Lemma 1. If $(a_i)$ is good, then $a_i\ell+s\ge \left(\tfrac{2\ell}{t-s}\right)^i$ for every $i$.
Proof. Use induction on $i$ and  $a_i^{\frac{i+1}{i}} \leq a_{i+1}$.
Lemma 2. If $(a_i)$ is good then $\left(a_i\ell+t\right)^{\frac{i+1}{i}}-\left(a_i\ell+s\right)^{\frac{i+1}{i}}\ge 2\ell$ for every $i$.
Proof.
$$\left(a_i\ell+t\right)^{\frac{i+1}{i}}-\left(a_i\ell+s\right)^{\frac{i+1}{i}}=$$
$$\left(a_i\ell+s\right)^{\frac{i+1}{i}}\left(\left(1+\frac{t-s}{ a_i\ell+s }\right)^{\frac{i+1}{i}}
-1\right) \stackrel{\mbox{(by Bernoulli's inequality)}}\ge$$
$$\left(a_i\ell+s\right)^{\frac{i+1}{i}}\left(\frac{i+1}{i}\cdot\frac{t-s}{ a_i\ell+s }\right)>
\left(a_i\ell+s\right)^{\frac{1}{i}}(t-s)\stackrel{\mbox{(by Lemma 1) }}\ge  2\ell.$$
Lemma 3. If a finite sequence $(a_k)_{1\leq k\leq i}$ is good, then there
are least two good sequences of length $i+1$ that extend it.
Proof. Consider the interval $I=\left[\left(a_i\ell+s\right)^{\frac{i+1}{i}},\left(a_i\ell+t\right)^{\frac{i+1}{i}}\right]$. By the preceding lemma it has length at least $2\ell$, so there are at least two integers $a_{i+1}$ satisfying inequality \eqref{1}.
Lemma 4. There are $2^{\aleph_0}$ infinite good sequences.
Proof. Iterate the preceding lemma a countable number of times,
and starting from the good sequence $\left(a_1\right)=\left(\tfrac{2\ell}{t-s}\right)$ we built an infinite binary tree, that will contain $2^{\aleph_0}$ nodes.

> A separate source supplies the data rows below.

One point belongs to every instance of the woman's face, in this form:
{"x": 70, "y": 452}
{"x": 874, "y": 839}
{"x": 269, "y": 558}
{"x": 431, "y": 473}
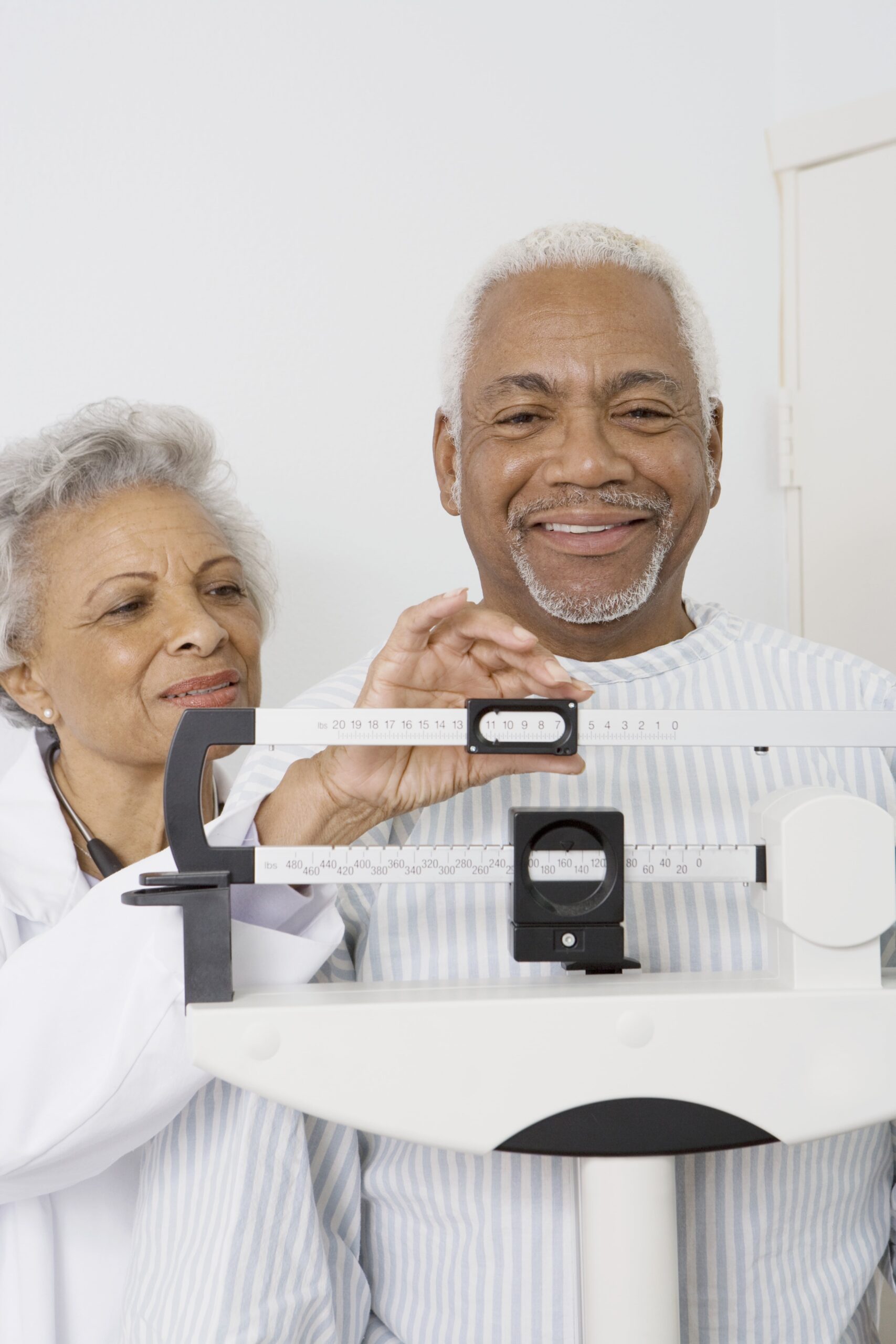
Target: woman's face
{"x": 144, "y": 612}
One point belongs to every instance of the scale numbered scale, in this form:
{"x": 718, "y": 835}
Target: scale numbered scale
{"x": 675, "y": 1064}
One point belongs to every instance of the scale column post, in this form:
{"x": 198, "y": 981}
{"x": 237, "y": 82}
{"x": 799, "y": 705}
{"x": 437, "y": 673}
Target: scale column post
{"x": 628, "y": 1217}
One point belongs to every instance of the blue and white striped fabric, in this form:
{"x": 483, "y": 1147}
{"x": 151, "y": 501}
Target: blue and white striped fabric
{"x": 258, "y": 1225}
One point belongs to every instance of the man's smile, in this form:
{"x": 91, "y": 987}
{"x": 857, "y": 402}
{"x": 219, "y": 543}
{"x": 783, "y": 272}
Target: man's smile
{"x": 586, "y": 534}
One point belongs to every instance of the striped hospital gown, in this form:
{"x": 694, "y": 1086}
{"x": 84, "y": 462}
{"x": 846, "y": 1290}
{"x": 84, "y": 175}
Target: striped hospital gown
{"x": 261, "y": 1225}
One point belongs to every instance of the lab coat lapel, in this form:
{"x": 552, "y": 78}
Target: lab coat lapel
{"x": 39, "y": 874}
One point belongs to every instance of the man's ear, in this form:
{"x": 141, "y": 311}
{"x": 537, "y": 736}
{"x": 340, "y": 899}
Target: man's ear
{"x": 26, "y": 690}
{"x": 714, "y": 448}
{"x": 445, "y": 456}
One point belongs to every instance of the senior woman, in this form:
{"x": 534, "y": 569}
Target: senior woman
{"x": 132, "y": 585}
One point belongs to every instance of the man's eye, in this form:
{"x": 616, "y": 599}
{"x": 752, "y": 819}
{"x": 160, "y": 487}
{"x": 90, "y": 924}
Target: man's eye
{"x": 645, "y": 413}
{"x": 519, "y": 418}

Finally, if $a=(a_i)_{i\geq 1}$ is an infinite good sequence, by construction
the sequences $u_i=\left(a_i\ell+s\right)^{\frac{1}{i}}$ and $v_i=\left(a_i\ell+t\right)^{\frac{1}{i}}$ are
“adjacent” : $(u_i)$ is nondecreasing, $(v_i)$ is nonincreasing, and $u_i \leq v_i$
for every $i$. Then, we will have a real number $x_a \in X$ such that
$u_i \leq x_a \leq v_i$ for every $i$.
Now, we have $x_a\neq x_b$ if the sequences $a$ and $b$ are different. Indeed,
if $i$ is the smallest index such that $a_i \neq b_i$, then the intervals
$I_a=[a_i\ell+s, a_i\ell+t]$ and $I_b=[b_i\ell+s, b_i\ell+t]$ are disjoint, the first contains
$x_a^i$ and the other contains $x_b^i$.
Remark.  I tried to modify the construction to obtain $2^{\aleph_0}$ many $x$ such that a sequence $\left\{\frac {x^n}\ell\right\}$ is convergent, but it doesn’t work.
A: A Pisot number will certainly work. For instance, $\sqrt{2}+1$.